Tag Archives: ocr

New version of the Virtual Transcription Laboratory portal

A few days ago a new version of Virtual Transcription Laboratory portal has been implemented (http://wlt.synat.pcss.pl). In the current version you can find some new functions and conveniences, also all mistakes reported by users were repaired.

Most important changes that were implemented:

  • transcription’s editor supports multicolumn documents f.ex. newspapers (this option is available in new projects),
  • lines verification mechanism was added, each line is connected to the information about whether it has been looked through or not,
  • the import of TIFF files mechanism was expedited,
  • the possibility to download transcription results in text format,
  • link to preview whole scan in transcription’s editor,
  • numbers of lines were added in a transcription’s editor view,
  • it is also possible to move lines to a certain position in transcription’s view (by giving its number),
  • a mail is sent to the project’s owner after finishing the batch OCR,
  • the information about changes author was added to a history view,
  • author of the project is an optional field in a formula of creating new project

Detailed note about release with all changes and adjustments can be found here.

Apart from changes mentioned above, a suggestions and improvements forum where you can inform us about your propositions of improvements in VTL and vote for other user’s ideas has started (it is available here). You can enter the forum using an orange bookmark “Your suggestion”, which appears in the right upper corner of the VTL site. We strongly encourage to report your ideas and vote for those already visible on forum. Further works on VTL will include functions which mostly appeal to users.

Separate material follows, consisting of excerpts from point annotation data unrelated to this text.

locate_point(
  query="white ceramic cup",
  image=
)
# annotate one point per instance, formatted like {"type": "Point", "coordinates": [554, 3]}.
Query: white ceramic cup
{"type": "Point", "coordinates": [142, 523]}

New functions of the Virtual Transcription Laboratory portal

Source: http://pl.wikipedia.org/wiki/Plik:Escribano.jpg

We can gladly inform about the release of the newest version of the Virtual Transcription Laboratory (http://wlt.synat.pcss.pl).

This version contains new functions and correction of errors reported by users. Among most important changes there are:

  • the possibility to export the results of work in a ePUB file,
  • share project only with chosen VTL users,
  • support for scans in TIFF format (after uploading they will be automatically converted into the PNG/300DPI format),
  • changes in transcription editor dialogue,
  • a number of corrections in outcome hOCR files,

Full list of changes with screens can be found on our wiki:
https://confluence.man.poznan.pl/community/display/WLT/Note+about+release+from+2013-03-25

Next stage in beta testing of VTL

circle1
On Friday 15th of February 2013, we have released a number of new functions and improvements in the Virtual Transcription Laboratory (http://wlt.synat.pcss.pl) portal.

These are the most prominent ones:

  • noticeable improvement of capability and stability of whole portal activities,
  • change in the way of transcription edition history is stored,
  • import of existing DjVu publication on the basis of the OAI identifier (this feature is described in an end-user documentation),
  • batch OCR for all files in the project,
  • notifications showing whether changed performed in transcription editor were saved,
  • many minor improvements and bug fixes reported by users,
  • the first version of documentation for users has been published (http://confluence.man.poznan.pl/community/display/WLT).

A few months passed since the BETA release of VTL. We would like to thank everyone for their feedback ;-). After the initial release it became clear that serious changes must be done in the portal engine. The most important was the change in the way transcription is represented and stored in database. This was a very significant thing but it resulted in a significant performance and stability improvement.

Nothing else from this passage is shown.